More than 130 feminist leaders and organizations that work to improve the lives of women—cisgender and transgender—and gender non-conforming people sent a letter today to Mark-Viverito. They also sent the missive to Vanessa Gibson, chairwoman of the City Council’s Public Safety Committee, and Councilwomen Laurie Cumbo and Helen Rosenthal, co-chairwomen of the Council’s Women’s Caucus.
The activists asserted passing the legislation is imperative given the recent election of President-elect Donald Trump, who has bragged about using his wealth and influence to sexually assault women. They added women experience gender-specific forms of humiliation and abuse during police interactions—what they said were unique experiences of sexual harassment and assault as well as unlawful “gender searches.”
“It has worked,” Bandele added. “In fact, many of the sponsors are supporting the bill for various reasons, including the reasons that we laid out today. So we are building momentum every day.”
And they argued that the renewed push for police reform is directly connected to the fact that Trump is the country’s new president.
“There’s also a different urgency right now,” Joanne Smith, founder and executive director of Girls for Gender Equity, said. “So when we think of, again, this time of the year, we think of who is coming to power, I mean, the difference is clear, the change is clear, it’s comparable, we’re affected by it and impacted by it every day. I do believe that the speaker will pass the bill.”
Tina Luongo, attorney-in-charge for the Legal Aid Society’s criminal defense practice, credited the de Blasio administration with doing “some really incredibly progressive things in terms of some of the issues,” but would like to see the city go further.

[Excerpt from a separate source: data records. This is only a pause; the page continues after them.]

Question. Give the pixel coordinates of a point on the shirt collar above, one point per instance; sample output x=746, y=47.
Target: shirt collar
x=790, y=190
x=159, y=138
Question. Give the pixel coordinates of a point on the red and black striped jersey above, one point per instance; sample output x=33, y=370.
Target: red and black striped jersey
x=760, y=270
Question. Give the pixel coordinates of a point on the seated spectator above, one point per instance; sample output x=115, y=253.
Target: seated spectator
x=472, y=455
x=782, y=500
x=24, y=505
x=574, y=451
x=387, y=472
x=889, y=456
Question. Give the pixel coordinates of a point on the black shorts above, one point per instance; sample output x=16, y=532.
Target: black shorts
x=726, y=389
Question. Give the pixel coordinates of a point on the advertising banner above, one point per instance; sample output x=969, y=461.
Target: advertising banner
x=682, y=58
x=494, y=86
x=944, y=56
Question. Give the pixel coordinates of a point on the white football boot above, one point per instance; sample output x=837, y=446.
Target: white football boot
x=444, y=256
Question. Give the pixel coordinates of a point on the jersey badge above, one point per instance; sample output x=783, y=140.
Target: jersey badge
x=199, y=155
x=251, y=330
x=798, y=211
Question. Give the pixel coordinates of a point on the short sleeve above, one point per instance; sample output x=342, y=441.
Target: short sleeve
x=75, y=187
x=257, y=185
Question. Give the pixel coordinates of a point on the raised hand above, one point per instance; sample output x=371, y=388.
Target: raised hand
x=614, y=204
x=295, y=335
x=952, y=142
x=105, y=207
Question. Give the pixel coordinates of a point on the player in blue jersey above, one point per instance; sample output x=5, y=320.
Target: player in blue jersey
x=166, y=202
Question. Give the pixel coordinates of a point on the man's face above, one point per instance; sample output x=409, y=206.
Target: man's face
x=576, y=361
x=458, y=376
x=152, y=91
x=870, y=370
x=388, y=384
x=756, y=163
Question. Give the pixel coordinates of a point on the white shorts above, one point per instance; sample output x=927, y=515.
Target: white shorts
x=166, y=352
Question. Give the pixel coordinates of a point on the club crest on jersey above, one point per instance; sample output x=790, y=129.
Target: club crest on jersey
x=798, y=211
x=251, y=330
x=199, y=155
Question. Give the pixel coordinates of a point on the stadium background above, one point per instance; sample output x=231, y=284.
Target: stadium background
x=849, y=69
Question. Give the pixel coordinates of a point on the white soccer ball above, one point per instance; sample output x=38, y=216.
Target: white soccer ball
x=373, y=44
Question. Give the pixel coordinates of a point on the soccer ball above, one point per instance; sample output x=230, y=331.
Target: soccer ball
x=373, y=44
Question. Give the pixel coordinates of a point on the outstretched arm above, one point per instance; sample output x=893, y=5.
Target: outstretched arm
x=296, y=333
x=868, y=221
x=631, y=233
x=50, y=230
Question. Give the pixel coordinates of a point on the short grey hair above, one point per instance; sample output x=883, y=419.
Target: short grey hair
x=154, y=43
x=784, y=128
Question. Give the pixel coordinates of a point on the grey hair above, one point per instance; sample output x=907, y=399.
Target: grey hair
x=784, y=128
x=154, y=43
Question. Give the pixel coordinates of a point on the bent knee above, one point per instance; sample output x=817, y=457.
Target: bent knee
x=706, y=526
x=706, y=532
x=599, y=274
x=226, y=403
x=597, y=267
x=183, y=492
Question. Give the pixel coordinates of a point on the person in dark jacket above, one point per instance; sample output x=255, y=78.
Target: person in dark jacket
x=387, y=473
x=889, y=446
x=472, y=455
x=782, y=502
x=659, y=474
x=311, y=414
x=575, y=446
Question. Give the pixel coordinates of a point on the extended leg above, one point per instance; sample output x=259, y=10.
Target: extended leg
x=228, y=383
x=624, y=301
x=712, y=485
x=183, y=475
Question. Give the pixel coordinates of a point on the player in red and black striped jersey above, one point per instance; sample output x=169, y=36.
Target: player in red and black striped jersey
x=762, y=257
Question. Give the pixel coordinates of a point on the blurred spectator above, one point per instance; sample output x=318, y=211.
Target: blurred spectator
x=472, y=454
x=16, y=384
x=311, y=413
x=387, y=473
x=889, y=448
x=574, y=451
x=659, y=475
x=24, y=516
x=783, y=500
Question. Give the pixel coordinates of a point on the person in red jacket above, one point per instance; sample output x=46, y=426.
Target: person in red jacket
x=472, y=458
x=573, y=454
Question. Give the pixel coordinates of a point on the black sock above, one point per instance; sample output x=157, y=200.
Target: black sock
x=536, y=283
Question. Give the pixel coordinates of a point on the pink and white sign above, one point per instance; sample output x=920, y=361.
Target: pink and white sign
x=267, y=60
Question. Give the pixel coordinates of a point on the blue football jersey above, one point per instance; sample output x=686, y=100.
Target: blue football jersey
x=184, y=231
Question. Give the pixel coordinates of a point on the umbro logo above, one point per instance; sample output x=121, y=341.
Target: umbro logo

“The speaker has commissioned to close Rikers, she has pushed for bail reform, she has pushed for data transparency,” Luongo said. “So let’s be fully transparent. Let people who are arrested and searched and dragged through central booking and handcuffed and fed minimal food while they’re behind bars.”
Mark-Viverito’s office cited similar achievements in their response to the rally.
“Whether by launching the nation’s first Young Women’s Initiative, successfully changing how the NYPD interacts with the communities that they serve, or by leading the national dialogue around the feasibility of closing Rikers, the speaker has been and will continue to be a staunch defender for all New Yorkers,” said spokeswoman Robin Levine, who made no reference to the Right to Know Act.
Disclosure: Donald Trump is the father-in-law of Jared Kushner, the publisher of Observer Media.